Again, considering how many rules about what works in Chicago politics her campaign broke (not “being online” but taking action that reached people who usually don’t care much about local government, even a Congressional race), it’s wild to me how close she came to winning.

And it wasn’t because she was making memes, oh my god: it was because she was authentic in how fed up she was, had spent years building narrative skills as a national journalist reporting on the Right (including real support for trans rights beyond lip service in contexts that were polarizing), and was clear about her campaign values. Because she made paying campaign staff well a priority. Because she reached a previously unorganized group of people, a significant one that hasn’t been attracted to other affiliations in the city.

I spent the wrong amount of time reading the ‘hot take’ machine for this race, and I cannot say it was effective for me, the organizing I want to do, or my own analysis. And at this point, I’m not interested in dissecting the idea that Kat ‘wasn’t from here,” or micro-critiquing her campaign or the campaigns of others in this race, many of whom are great organizers + good at governing.

What matters most to me is that is what happened in 09 feels like foreshadowing for the 2027 municipal elections — hell, for many local races in the next few years.

Unless something changes, every race for municipal office, no matter how small, will be plagued by disproportional spending, a fractionalized left that can’t reach major audiences with no one backing down and no ability to gain ground. All while the corporate class (unusually united, even for the corporate class!) does what they want.

I don’t have a solution, but it feels important to admit it, and to acknowledge that least locally, there is a bit of a progressive existential crisis when it comes to broader coalitions (even more so than, you know, the whole history of Chicago).
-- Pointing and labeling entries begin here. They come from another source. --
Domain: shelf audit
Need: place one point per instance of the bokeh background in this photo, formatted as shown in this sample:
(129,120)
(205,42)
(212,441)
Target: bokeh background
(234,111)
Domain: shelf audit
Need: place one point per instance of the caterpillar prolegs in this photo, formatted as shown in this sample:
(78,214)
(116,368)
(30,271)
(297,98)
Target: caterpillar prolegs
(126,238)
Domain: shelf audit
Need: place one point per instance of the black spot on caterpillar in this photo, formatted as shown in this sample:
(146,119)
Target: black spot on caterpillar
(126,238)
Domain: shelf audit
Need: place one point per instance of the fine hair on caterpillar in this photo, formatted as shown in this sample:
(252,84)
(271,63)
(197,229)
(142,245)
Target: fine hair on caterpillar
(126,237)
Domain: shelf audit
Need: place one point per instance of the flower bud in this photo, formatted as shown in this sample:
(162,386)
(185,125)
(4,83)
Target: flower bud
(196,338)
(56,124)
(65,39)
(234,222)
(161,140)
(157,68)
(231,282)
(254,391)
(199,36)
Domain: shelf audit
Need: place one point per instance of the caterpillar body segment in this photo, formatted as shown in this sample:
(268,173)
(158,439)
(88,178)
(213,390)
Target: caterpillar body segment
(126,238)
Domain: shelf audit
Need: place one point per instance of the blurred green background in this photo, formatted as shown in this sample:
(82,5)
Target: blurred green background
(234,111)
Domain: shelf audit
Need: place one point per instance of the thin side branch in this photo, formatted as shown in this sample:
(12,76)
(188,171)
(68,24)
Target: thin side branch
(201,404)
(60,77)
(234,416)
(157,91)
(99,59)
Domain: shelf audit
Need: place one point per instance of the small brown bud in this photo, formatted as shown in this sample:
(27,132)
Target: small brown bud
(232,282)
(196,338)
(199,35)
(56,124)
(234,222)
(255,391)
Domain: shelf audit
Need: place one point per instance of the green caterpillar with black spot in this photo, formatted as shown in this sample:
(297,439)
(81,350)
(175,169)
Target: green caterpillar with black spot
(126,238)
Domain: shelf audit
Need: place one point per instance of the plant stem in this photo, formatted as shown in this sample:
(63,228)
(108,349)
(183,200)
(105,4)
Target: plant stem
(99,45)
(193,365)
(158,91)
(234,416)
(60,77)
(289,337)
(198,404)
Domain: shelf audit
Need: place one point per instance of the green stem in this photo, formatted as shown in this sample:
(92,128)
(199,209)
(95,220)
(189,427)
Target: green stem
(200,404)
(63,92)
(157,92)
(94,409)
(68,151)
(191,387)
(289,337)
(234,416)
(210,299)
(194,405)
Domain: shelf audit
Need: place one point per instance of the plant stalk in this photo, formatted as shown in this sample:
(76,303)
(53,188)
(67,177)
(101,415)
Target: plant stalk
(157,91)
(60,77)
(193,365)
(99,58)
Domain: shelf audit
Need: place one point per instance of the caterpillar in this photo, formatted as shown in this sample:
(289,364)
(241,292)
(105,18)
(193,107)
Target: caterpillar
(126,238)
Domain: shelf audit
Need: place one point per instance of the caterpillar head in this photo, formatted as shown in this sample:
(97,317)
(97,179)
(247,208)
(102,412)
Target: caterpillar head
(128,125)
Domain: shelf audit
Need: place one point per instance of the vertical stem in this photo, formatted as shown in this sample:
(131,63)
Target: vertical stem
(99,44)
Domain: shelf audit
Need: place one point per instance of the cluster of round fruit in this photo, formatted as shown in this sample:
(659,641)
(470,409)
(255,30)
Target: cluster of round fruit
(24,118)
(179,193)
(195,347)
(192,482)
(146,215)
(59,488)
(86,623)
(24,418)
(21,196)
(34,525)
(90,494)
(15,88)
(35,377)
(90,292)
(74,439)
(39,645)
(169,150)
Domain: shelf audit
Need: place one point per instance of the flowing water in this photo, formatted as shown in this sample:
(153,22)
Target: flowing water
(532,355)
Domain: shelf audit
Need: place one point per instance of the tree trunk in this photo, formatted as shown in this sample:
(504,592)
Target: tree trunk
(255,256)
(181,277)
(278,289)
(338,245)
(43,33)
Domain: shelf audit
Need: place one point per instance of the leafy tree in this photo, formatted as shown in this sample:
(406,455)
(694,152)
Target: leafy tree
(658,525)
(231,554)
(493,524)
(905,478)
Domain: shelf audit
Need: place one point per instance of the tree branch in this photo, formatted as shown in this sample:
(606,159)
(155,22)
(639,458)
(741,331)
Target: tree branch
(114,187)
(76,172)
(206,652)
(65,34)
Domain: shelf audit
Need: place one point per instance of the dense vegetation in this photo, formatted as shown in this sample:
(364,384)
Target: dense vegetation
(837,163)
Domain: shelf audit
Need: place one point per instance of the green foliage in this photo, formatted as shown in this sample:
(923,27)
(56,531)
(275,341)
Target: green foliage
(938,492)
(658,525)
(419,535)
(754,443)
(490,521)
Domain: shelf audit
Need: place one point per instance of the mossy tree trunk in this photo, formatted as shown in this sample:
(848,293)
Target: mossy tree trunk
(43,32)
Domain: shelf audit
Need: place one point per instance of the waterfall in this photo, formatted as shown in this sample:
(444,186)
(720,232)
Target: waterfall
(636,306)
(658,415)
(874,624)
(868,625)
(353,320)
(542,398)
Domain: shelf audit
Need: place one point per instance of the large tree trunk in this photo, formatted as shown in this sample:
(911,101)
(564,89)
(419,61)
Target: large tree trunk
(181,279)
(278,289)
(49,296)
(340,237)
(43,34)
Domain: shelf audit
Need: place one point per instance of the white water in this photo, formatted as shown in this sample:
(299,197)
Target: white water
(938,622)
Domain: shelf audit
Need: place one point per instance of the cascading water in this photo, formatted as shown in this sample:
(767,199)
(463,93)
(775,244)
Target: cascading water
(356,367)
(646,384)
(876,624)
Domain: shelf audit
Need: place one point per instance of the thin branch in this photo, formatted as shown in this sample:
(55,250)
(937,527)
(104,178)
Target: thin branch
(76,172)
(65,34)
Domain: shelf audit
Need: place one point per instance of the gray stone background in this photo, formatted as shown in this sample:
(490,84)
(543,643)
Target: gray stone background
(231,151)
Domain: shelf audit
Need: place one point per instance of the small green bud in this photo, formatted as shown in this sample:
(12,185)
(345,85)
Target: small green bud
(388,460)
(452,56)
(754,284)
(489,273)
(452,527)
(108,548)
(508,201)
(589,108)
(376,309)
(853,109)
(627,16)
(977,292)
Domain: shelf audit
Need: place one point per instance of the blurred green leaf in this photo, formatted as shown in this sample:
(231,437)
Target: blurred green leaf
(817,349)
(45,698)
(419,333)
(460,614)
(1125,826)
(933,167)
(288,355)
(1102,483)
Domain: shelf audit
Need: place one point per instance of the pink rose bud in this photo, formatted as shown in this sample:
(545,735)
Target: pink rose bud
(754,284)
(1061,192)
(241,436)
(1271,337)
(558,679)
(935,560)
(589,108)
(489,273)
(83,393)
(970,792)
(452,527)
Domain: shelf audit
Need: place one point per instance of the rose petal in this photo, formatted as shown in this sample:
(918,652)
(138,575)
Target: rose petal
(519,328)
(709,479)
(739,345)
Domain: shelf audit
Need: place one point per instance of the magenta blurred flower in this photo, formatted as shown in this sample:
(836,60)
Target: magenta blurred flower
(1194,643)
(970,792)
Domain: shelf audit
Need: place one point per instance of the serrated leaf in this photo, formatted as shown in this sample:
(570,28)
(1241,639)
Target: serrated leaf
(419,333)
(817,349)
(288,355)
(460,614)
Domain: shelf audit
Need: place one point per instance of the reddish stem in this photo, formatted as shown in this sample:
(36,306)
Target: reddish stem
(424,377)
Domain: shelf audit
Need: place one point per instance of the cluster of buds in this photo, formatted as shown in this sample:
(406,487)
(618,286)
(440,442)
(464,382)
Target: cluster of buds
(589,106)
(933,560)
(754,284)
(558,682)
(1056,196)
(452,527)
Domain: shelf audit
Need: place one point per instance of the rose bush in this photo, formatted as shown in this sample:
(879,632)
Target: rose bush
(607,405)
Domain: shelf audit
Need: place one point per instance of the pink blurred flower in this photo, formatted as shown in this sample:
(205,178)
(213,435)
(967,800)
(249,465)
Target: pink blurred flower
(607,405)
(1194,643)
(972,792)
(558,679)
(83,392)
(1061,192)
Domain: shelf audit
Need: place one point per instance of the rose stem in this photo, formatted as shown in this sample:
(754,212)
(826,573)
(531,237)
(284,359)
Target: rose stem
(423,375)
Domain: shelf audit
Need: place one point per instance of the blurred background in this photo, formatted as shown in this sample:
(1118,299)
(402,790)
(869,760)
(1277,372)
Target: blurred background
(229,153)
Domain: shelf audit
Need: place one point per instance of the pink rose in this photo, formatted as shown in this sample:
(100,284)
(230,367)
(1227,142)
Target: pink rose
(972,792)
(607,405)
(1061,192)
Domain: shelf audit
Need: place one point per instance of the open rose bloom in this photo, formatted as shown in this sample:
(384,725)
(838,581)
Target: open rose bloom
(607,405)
There is a gap between where grassroots energy landed in this race and institutional endorsement — and it’s not going away.

2 Red Flags:

🚨 Robot Dogs Guard Data Centers Now

Fortune Boston Dynamics robots are patrolling data centers across the country, replacing human security guards. Companies are so excited about this new dystopia that they’re spending $700 billion on AI infrastructure buildout — a sum that rivals the GDP of Sweden (but don’t worry, Boston Dynamics says the robots pay for themselves within two years)!

🚨 "The Movement — That's the Hero"

The New York Times published a devastating investigation this week into Cesar Chavez — interviews with more than 60 people, documenting allegations that the iconic labor leader sexually abused multiple women over decades, including two girls who were 12 and 13 when the abuse began, and Dolores Huerta, his co-founder of the United Farm Workers. She kept the secret for 60 years. Chavez Day celebrations across the country have been canceled.

Kelly Hayes on Bluesky pointed out a devastating line from the piece — from a woman who fended off advances from a 60-year-old Chavez at 19, and offered a frame I needed to read today: "It makes you rethink in history all those heroes. The movement — that's the hero."

Tell me what I missed in the comments and replies — there's no way I got everything.

If you worked on this election — or if you were at yesterday's council meeting — I hope you get some rest. Remember: the sun is coming.